Tara Sabo-Attwood1,7, Jason L Blum1, Kevin J Kroll2,3, Vishal Patel2,3, Detlef Birkholz8, Nancy J Szabo3,4, Suzanne Z Fisher5, Robert McKenna5, Martha Campbell-Thompson6 and Nancy D Denslow2,3,5

1 Department of Pharmacology and Therapeutics,2 Department of Physiological Sciences,3 Center of Environmental and Human Toxicology,4 Analytical Toxicology Core Laboratory,5 Department of Biochemistry and Molecular Biology and 6 Department of Pathology,, Immunology and Laboratory Medicine, University of Florida, PO Box 110885, Gainesville, Florida 32611, USA 7 Department of Environmental Health Sciences,, University of South Carolina, Columbia, South Carolina, USA 8 Enviro-Test Laboratories,, Edmonton, Alberta, Canada

(Correspondence should be addressed to N D Denslow; Email: ndenslow{at}ufl.edu)

These studies were supported by the Superfund Basic Research Program from the National Institute of Environmental Health Sciences, P42 ES 07375 and NIEHS RO1 ES015449 to ND and NIH grant GM25154 to RM for salary support of ZF. The authors declare no conflict of interest.

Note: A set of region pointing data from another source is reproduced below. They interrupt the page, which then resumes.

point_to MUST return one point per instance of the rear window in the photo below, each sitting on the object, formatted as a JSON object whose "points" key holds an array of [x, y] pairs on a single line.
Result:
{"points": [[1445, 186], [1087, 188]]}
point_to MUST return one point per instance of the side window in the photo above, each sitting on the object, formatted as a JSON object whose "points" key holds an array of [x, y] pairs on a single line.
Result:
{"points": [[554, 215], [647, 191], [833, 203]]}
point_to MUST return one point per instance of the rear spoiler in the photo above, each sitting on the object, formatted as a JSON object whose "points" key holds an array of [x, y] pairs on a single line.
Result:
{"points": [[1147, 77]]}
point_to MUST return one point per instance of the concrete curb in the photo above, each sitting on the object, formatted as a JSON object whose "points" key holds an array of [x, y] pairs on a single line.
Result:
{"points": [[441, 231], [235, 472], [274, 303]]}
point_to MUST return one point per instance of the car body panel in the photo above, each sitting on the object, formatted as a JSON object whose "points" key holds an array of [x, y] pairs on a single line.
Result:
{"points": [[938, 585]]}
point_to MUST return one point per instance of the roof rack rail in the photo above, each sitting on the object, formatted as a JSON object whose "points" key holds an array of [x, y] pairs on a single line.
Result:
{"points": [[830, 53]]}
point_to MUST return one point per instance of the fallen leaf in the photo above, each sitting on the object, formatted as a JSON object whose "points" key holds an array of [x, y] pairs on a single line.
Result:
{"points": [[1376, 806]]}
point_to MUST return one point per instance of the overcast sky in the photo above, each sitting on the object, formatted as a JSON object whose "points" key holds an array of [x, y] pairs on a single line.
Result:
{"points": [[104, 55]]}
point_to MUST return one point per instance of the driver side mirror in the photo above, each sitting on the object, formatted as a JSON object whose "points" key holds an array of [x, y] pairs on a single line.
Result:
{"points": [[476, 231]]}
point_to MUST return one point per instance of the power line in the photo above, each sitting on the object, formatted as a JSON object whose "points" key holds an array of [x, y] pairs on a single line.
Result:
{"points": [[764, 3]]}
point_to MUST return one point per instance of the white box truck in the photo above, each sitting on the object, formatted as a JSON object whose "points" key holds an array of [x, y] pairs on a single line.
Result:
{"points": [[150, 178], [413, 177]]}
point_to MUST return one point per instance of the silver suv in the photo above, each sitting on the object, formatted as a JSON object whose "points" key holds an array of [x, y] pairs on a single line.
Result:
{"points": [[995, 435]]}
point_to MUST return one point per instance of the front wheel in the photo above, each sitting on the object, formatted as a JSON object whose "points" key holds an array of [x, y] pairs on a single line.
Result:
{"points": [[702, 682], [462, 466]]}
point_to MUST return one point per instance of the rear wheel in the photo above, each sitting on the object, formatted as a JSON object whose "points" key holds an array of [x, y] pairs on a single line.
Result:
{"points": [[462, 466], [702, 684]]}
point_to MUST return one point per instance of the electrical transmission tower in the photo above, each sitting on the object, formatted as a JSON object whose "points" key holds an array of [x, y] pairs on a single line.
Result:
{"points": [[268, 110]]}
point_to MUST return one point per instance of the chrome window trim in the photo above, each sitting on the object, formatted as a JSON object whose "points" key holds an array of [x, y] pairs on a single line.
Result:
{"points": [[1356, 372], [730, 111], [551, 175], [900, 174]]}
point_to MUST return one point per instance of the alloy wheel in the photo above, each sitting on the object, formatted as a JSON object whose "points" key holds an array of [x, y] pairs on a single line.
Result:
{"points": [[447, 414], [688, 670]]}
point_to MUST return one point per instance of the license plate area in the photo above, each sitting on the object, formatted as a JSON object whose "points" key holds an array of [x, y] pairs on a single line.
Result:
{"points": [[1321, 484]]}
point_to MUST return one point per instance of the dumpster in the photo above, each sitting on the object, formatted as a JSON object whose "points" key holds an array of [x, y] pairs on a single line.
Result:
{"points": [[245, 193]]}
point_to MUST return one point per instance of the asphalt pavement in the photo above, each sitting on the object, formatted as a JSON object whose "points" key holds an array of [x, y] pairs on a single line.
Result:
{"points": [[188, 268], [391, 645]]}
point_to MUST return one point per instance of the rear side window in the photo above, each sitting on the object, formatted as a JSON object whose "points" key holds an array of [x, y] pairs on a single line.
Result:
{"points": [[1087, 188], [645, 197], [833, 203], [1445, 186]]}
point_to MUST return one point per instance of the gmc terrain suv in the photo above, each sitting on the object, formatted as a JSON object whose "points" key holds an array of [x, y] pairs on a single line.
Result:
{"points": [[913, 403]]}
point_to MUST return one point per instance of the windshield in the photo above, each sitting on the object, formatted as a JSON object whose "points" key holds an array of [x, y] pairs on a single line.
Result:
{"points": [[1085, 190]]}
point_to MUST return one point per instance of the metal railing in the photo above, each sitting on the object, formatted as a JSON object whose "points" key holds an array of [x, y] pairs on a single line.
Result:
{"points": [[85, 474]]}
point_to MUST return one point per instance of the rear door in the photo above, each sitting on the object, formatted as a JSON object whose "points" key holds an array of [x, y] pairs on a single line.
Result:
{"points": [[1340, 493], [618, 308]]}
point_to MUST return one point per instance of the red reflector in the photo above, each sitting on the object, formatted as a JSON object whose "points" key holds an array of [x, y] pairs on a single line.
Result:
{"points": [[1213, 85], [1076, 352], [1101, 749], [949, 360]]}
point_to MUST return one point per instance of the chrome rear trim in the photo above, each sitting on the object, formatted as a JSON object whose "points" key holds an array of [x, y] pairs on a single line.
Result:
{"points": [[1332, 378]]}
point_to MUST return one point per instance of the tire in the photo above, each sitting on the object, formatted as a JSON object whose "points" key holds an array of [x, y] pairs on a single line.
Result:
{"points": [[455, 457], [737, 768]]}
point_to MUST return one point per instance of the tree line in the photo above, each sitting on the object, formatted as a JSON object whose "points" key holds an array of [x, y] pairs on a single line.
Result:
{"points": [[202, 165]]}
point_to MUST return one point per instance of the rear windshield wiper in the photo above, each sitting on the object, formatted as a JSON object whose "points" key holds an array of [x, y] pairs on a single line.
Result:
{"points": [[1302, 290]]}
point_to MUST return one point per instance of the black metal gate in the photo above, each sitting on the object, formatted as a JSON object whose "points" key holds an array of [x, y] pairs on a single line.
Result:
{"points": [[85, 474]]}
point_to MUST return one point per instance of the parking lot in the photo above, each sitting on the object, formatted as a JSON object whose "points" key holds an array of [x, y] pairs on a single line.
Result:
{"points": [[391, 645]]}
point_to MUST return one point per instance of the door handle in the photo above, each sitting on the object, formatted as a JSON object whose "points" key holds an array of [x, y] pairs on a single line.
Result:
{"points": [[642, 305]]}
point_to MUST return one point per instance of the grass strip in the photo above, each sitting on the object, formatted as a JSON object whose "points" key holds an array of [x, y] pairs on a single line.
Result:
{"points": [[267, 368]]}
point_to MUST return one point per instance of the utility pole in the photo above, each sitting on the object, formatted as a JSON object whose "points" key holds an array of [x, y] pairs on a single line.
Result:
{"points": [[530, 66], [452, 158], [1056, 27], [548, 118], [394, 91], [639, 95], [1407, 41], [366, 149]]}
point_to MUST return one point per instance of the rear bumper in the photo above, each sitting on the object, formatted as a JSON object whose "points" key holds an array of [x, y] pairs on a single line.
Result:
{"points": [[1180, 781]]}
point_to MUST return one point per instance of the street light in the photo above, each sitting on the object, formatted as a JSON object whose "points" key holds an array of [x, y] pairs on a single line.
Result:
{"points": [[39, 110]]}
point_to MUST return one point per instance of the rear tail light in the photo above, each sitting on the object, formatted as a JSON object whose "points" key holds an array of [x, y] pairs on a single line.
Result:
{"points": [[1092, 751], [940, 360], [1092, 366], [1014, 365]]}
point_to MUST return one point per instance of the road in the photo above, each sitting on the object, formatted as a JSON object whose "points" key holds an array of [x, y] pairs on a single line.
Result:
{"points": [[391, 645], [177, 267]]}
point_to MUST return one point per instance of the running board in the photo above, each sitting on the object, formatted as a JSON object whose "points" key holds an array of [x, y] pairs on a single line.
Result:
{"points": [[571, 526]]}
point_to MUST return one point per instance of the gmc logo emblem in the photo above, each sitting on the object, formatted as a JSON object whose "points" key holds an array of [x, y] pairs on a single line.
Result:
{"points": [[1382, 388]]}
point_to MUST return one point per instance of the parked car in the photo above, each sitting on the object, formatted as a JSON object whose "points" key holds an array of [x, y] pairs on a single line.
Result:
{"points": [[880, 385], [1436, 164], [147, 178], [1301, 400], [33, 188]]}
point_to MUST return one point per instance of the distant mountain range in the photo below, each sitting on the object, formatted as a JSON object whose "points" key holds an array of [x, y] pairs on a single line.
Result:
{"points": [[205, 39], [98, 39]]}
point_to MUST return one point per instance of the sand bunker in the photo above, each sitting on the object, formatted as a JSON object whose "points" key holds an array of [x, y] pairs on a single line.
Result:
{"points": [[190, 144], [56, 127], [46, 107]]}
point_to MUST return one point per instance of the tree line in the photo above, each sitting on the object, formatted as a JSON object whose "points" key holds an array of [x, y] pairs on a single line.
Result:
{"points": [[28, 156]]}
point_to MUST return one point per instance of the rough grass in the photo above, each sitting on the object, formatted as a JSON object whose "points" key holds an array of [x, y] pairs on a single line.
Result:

T Sabo-Attwood and J L Blum contributed equally to this work

The estrogen receptor (ER) signaling cascade is a vulnerable target of exposure to environmental xenoestrogens, like nonylphenol (NP), which are causally associated with impaired health status. However, the impact of xenoestrogens on the individual receptor isotypes ({alpha}, ßa, and ßb) is not well understood. The goal of these studies was to determine the impact of NP on largemouth bass (Micropterus salmoides) ER isotype expression and activity. Here, we show that hepatic expression levels of three receptors are not equivalent in male largemouth bass exposed to NP by injection. Transcript levels of the ER{alpha} subtype were predominantly induced in concert with vitellogenin similarly to fish exposed to 17ß-estradiol (E2) as measured by quantitative real-time PCR. NP also induced circulating plasma levels of estrogen, which may contribute to overall activation of the ERs. To measure the activation of each receptor isotype by E2 and NP, we employed reporter assays using an estrogen response element (ERE)–luciferase construct. Results from these studies show that ER{alpha} had the greatest activity following exposure to E2 and NP. This activity was inhibited by the antagonists ICI 182 780 and ZM 189 154. Furthermore, both ßb and ßa subtypes depressed ER{alpha} activation, suggesting that the cellular composition of receptor isotypes may contribute to the overall actions of estrogen and estrogenic contaminants via the receptors. Results from these studies collectively reveal the differential response of fish ER isotypes in response to xenoestrogens.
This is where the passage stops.